Arizona College of Osteopathic Medicine Mitchell Rentschler (AZCOM ’26) is working on a research project involving the cardiopulmonary bypass circuit. “Cardiopulmonary bypass (CPB) allows the surgeon to operate on a motionless and a bloodless heart. When blood comes in contact with a foreign surface, like the CPB circuit tubing, platelets begin to activate leading to coagulation (liquid undergoing a process to change to a solid or semi-solid state). When the activated platelets are pumped back into the patient it can lead to life-threatening complications like systemic inflammatory response syndrome (body defense response to a stressor such as an infection). The companies that produce the CPB circuit tubing have developed special coatings that they claim prevents platelet activation and lowers the chance of CPB-induced complications like systemic inflammatory response syndrome. The two main coating types are heparin and poly-2-methoxyethyl acrylate (PMEA) which both prevent platelet activation through slightly different mechanisms.”
Mitchell continues, “The goal of our research was to figure out if one circuit coating was better than the other, or if they have similar results. We did this by designing a laboratory CPB circuit using bovine blood. The blood was diluted to simulate human blood and then ran through a closed circuit for 90 minutes. We drew samples at 5, 45, and 90 minutes and then isolated the plasma. The plasma was used to measure platelet biomarkers which indicate platelet activation. We ran an ELISA assay (which measures the proteins, glycoproteins, antigens, and antibodies in samples) for the biomarkers platelet factor 4 and glycoprotein IIb/IIIa. We are currently analyzing the ELISA results and conducting statistical analysis of the data.”
Mitchell credits his education at Midwestern University to prepare him for this project. “The education we receive at Midwestern is phenomenal. Many of the techniques that are required for various research projects are taught to us in class. We have a solid foundation to build on when we enter the lab. Once we get into the lab, the professors are amazing at showing us the proper techniques, teaching us how to use new equipment, and everything in between to ensure that we know exactly how to complete a project. The labs at Midwestern have the equipment for all types of experiments, and it is run by professors who will take their time to ensure the success of the project. The labs and professors are what make Midwestern a special place. All the professors are willing to take time out of their day and truly care about the success of the students.”
College of Health Sciences student in the Cardiovascular Science Program, Zeyu Song (CVSP ’24), also works on this project. “This research endeavor is closely aligned with my aspirations for a future career in this field. As such, my education serves as a foundational pillar that underpins the success and significance of this project.”

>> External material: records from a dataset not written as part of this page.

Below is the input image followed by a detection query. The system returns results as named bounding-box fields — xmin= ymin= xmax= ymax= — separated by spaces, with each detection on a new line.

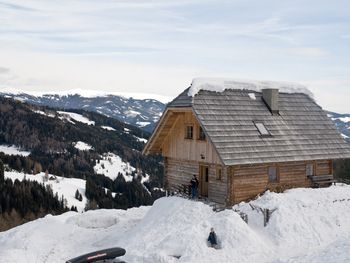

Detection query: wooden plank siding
xmin=162 ymin=112 xmax=221 ymax=164
xmin=164 ymin=158 xmax=228 ymax=204
xmin=228 ymin=160 xmax=333 ymax=204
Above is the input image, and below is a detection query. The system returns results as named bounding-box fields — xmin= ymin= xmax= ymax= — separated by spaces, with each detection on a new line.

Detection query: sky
xmin=0 ymin=0 xmax=350 ymax=113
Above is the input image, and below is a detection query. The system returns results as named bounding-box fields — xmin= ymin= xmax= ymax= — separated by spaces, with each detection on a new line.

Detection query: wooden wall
xmin=228 ymin=160 xmax=332 ymax=204
xmin=164 ymin=158 xmax=227 ymax=204
xmin=162 ymin=111 xmax=220 ymax=164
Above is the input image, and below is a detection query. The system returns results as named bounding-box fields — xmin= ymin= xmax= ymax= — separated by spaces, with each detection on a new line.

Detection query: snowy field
xmin=94 ymin=152 xmax=149 ymax=183
xmin=73 ymin=141 xmax=93 ymax=151
xmin=0 ymin=145 xmax=30 ymax=157
xmin=0 ymin=185 xmax=350 ymax=263
xmin=57 ymin=111 xmax=95 ymax=125
xmin=4 ymin=172 xmax=87 ymax=212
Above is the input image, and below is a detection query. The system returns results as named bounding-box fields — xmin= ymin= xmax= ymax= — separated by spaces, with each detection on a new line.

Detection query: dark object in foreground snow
xmin=66 ymin=247 xmax=126 ymax=263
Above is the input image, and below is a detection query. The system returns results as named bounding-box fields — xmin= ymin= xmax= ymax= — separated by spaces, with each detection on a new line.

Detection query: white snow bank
xmin=235 ymin=185 xmax=350 ymax=262
xmin=5 ymin=172 xmax=87 ymax=212
xmin=187 ymin=78 xmax=313 ymax=98
xmin=57 ymin=111 xmax=95 ymax=125
xmin=94 ymin=153 xmax=136 ymax=182
xmin=136 ymin=121 xmax=151 ymax=127
xmin=0 ymin=185 xmax=350 ymax=263
xmin=134 ymin=135 xmax=147 ymax=143
xmin=101 ymin=126 xmax=115 ymax=131
xmin=33 ymin=110 xmax=55 ymax=118
xmin=73 ymin=141 xmax=93 ymax=151
xmin=94 ymin=152 xmax=149 ymax=183
xmin=0 ymin=145 xmax=30 ymax=156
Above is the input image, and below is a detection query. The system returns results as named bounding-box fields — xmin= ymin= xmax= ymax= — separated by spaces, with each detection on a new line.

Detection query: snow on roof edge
xmin=187 ymin=78 xmax=314 ymax=99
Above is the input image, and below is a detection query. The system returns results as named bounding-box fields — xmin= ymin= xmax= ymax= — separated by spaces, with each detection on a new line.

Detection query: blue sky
xmin=0 ymin=0 xmax=350 ymax=113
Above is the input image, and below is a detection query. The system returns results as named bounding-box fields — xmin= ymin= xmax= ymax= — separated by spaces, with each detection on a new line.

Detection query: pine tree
xmin=0 ymin=159 xmax=4 ymax=184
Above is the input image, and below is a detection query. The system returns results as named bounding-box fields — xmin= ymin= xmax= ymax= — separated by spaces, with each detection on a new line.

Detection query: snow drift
xmin=0 ymin=185 xmax=350 ymax=263
xmin=187 ymin=78 xmax=314 ymax=98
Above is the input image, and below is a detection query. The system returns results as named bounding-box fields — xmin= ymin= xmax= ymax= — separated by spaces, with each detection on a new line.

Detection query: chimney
xmin=262 ymin=89 xmax=278 ymax=115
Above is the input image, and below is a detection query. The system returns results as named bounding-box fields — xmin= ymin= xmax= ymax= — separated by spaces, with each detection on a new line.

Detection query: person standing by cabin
xmin=190 ymin=174 xmax=199 ymax=198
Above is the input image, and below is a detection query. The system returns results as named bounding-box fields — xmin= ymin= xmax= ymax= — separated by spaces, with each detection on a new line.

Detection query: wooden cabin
xmin=143 ymin=81 xmax=350 ymax=205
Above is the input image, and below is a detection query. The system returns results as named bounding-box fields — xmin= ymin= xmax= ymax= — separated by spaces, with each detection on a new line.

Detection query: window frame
xmin=215 ymin=165 xmax=222 ymax=181
xmin=253 ymin=121 xmax=272 ymax=137
xmin=267 ymin=165 xmax=279 ymax=183
xmin=197 ymin=125 xmax=207 ymax=141
xmin=305 ymin=163 xmax=315 ymax=177
xmin=185 ymin=123 xmax=194 ymax=140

Mitchell and Zeyu also credit Hamid Darban, Ph.D., CP, Assistant Professor, College of Health Sciences and Weidang Li, M.D., Ph.D., Research Assistant Professor, College of Veterinary Medicine for their assistance. “Dr. Darban has an amazing setup in the cardiovascular perfusion lab that has everything we need. When we needed to run the ELISA assay Dr. Li graciously allowed us to use his lab and supplies. Dr. Li even walked us through a practice ELISA so that we would know exactly what we were doing,” Mitchell said. Zeyu added, “I draw my inspiration from the exceptional work of Dr. Darban in the Cardiovascular Science program. I am immensely grateful for his gracious invitation to collaborate on this project. The insights and guidance he has provided have been invaluable to the progress of my research.”
Midwestern University emphasizes the importance of research in the healthcare field and provides numerous opportunities for students in all academic programs to enhance their skills by participating in research projects. Advanced research facilities are an important part of the Downers Grove and Glendale campuses.